The loose jaw dragonfishes, which include species from Aristostomias, Malacosteus, and Pachystomias, have the ability to detect and produce red bioluminescence. This is made possible by far-red emitting photophores located under the eye and rhodopsins that are sensitive to long-wave emissions. This red bioluminescence is used to illuminate prey and to detect other far-red dragonfishes, because it goes undetected by most other species. The species with far-red emitting photophores differ in morphology and behavior from most other dragonfish species. For example, the barbels of these species are more simple in structure than those of other dragonfishes. They also differ in foraging strategies. While most dragonfishes that produce shortwave blue bioluminescence undergo regular diel vertical migrations, this is not seen in those with far-red emissions. The foraging strategy they undergo involves remaining in the deep-sea and emitting far-red bioluminescence to illuminate a small area and search for prey. Although Malacosteus, Pachystomias, and Aristostomias all have suborbital photophores that produce red bioluminescence, there are differences in the suborbital photophores between these three genera, in their shape, color, flash duration, and maximum emission.

== Behavior ==
Dragonfish are a type of teleost fish that inhabit the deep sea and use bioluminescence to detect prey and communicate with potential mates. They possess far-red emitting photophores and rhodopsins that are sensitive to long-wave emissions greater than 650 nm, and have adapted to the unique light conditions of the deep-sea environment. Their blue-green light travel the farthest through the ocean's waters due to their wavelengths. Deep-sea dragonfish wave their barbels back and forth and produces flashing lights on and off to attract prey and potential mates. Many of the species they prey upon also produce light themselves, which is why they have evolved to have black stomach walls to keep the lights concealed while digesting their meal in order to stay hidden from their predators.

=== Reproductive behavior ===
Egg-laying, which predominantly occurs in October, is preceded by a distinctive whirling behavior driven by the male prodding the side of the female's abdomen. Additionally, dragonfish possess a unique adaptation of being able to see using chlorophyll in their eyes, which may allow them to detect the weak bioluminescence of their prey and navigate their dark habitats more effectively. This research sheds light on the reproductive behavior and early life stages of the naked dragonfish and contributes to our understanding of the ecology and behavior of dragonfish species.

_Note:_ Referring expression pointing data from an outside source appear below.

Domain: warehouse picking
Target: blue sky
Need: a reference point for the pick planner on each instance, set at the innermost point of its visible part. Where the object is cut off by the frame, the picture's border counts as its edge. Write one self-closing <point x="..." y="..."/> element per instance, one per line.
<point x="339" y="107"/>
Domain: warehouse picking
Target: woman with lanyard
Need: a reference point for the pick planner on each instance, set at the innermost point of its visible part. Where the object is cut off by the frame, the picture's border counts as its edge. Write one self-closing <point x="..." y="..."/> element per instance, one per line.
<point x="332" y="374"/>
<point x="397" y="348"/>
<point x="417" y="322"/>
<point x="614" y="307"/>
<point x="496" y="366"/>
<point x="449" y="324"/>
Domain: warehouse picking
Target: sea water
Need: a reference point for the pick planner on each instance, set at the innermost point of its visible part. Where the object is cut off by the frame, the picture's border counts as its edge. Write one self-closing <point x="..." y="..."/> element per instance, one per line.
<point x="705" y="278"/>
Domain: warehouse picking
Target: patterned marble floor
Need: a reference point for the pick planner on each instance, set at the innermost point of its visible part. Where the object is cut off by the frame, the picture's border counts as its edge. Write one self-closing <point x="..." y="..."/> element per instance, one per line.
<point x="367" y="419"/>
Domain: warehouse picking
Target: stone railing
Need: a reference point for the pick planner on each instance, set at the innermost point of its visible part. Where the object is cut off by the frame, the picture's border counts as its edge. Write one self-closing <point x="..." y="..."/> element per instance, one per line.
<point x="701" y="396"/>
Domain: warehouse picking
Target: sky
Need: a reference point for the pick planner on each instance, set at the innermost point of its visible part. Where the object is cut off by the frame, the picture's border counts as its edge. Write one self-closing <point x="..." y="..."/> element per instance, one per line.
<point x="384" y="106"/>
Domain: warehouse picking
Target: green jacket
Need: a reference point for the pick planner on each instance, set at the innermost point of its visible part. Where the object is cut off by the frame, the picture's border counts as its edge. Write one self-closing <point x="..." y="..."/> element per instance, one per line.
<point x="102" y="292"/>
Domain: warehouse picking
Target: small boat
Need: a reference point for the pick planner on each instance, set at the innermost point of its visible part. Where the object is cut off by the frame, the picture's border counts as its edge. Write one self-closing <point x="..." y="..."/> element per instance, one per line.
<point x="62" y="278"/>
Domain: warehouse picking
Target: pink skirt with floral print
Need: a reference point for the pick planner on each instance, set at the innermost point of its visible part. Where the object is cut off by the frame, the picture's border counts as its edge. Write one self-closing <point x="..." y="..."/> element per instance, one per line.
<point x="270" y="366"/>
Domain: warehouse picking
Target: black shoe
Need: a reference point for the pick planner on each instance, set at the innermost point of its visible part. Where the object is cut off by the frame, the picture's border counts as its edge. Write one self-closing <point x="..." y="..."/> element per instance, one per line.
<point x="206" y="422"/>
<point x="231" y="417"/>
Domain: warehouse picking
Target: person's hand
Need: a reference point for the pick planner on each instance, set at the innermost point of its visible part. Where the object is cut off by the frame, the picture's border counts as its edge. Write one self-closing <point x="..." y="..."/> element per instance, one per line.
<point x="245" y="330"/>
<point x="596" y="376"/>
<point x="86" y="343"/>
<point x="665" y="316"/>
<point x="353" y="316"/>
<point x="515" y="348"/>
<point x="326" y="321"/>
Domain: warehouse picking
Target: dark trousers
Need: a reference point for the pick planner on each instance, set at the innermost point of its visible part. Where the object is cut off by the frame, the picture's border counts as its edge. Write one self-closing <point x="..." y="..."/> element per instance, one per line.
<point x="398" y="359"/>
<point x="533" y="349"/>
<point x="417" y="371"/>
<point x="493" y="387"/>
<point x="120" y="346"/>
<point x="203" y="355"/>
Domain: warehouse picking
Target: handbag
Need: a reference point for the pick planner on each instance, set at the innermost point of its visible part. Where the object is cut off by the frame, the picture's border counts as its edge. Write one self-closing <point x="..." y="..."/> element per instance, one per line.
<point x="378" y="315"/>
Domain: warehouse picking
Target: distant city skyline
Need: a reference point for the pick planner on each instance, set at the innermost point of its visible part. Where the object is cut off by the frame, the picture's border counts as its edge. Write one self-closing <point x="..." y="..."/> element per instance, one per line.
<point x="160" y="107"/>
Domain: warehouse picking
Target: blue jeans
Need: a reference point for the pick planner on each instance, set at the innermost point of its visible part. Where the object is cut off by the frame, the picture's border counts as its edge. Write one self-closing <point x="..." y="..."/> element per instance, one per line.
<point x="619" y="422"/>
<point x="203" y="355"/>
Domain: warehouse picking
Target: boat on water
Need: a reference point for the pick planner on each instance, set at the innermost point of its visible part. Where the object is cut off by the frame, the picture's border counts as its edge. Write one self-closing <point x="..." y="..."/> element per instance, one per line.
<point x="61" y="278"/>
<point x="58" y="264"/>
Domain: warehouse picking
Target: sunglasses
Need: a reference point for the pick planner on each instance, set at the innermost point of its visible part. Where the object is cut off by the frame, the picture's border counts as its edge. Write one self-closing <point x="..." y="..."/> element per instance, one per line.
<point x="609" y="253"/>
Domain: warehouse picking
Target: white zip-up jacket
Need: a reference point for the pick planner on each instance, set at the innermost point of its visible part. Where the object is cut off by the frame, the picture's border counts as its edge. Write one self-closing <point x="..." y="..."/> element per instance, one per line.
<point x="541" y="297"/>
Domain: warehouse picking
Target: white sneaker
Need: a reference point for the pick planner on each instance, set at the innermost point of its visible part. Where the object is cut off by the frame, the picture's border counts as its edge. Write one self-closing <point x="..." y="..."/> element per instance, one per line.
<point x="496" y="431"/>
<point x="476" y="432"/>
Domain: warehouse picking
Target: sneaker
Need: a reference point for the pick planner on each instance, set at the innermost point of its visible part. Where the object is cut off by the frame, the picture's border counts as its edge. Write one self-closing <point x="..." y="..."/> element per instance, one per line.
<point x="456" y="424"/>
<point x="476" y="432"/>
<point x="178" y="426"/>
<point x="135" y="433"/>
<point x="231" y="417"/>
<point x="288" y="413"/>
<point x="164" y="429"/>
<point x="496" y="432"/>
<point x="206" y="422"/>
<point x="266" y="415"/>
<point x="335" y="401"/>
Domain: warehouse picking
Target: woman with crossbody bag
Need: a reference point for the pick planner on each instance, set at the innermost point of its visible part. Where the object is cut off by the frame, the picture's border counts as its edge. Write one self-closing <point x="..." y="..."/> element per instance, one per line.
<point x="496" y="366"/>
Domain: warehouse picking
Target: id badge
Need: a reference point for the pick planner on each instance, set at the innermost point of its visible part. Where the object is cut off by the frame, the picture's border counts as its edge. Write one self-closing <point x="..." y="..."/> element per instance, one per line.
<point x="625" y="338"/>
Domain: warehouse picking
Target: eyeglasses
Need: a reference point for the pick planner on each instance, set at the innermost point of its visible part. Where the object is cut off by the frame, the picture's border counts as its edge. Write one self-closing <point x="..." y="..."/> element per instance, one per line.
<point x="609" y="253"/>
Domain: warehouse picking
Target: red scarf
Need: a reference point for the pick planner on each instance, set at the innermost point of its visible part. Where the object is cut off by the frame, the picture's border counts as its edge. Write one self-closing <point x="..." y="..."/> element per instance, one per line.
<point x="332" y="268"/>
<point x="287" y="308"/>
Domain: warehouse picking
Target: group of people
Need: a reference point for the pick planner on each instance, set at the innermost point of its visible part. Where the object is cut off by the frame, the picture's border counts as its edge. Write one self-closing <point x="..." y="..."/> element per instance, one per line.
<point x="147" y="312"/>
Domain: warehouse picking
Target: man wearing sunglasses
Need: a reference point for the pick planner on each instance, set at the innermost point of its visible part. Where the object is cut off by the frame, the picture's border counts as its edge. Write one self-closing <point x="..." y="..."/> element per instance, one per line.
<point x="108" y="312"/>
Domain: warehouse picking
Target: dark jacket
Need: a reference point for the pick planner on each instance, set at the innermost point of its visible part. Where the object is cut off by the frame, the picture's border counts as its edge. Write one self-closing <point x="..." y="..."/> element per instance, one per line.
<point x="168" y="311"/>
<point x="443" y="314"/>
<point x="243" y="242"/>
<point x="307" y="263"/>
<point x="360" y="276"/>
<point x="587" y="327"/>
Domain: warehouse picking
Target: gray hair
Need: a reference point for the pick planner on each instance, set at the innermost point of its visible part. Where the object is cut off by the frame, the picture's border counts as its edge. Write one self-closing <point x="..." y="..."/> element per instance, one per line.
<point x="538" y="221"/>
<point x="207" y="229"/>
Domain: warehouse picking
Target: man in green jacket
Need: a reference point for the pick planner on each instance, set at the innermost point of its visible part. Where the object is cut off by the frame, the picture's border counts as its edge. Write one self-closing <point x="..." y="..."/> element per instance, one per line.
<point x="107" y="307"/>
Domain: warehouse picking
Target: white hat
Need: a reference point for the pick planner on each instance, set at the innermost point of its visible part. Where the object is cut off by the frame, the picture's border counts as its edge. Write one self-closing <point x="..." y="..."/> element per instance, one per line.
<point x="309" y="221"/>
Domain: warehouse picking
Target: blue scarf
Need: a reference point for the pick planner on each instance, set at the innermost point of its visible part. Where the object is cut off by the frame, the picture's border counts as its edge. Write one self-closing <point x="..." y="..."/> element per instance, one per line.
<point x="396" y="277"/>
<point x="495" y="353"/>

=== Visual communication and behavior ===
Teleost fishes exhibit a wide range of visual signals, including color, texture, form, and motion, that are used to find mates, establish dominance, defend territory, and coordinate group behavior. Dragonfish have specialized bioluminescent organs that produce red light to communicate with potential mates and prey. Understanding the visual communication and behavior of teleost fishes is essential to understanding the behavior of dragonfish in their natural habitats.

=== Feeding ===
One species of Stomiidae, Malacosteus niger, was studied to investigate more about the trophic ecology of this species and perhaps reveal more about the family as a whole. This species, similar to many of the other species in this family, has large fangs, jaws, and other physiological traits that would suggest predation of larger animals. Studies of specimens from the North Atlantic, Gulf of Mexico, and throughout the Pacific suggest feeding habits contrary to this hypothesis: the majority of the prey numbers were large calanoid copepods, roughly between 65% and 80%, and prey biomass roughly between 10% and 45%. Indeed, other species from this family prey on larger animals, M. niger being no exception. In fact, of the Stomiidae family, M. niger appears to be the most fit for larger prey, as indicated by its feeding morphology.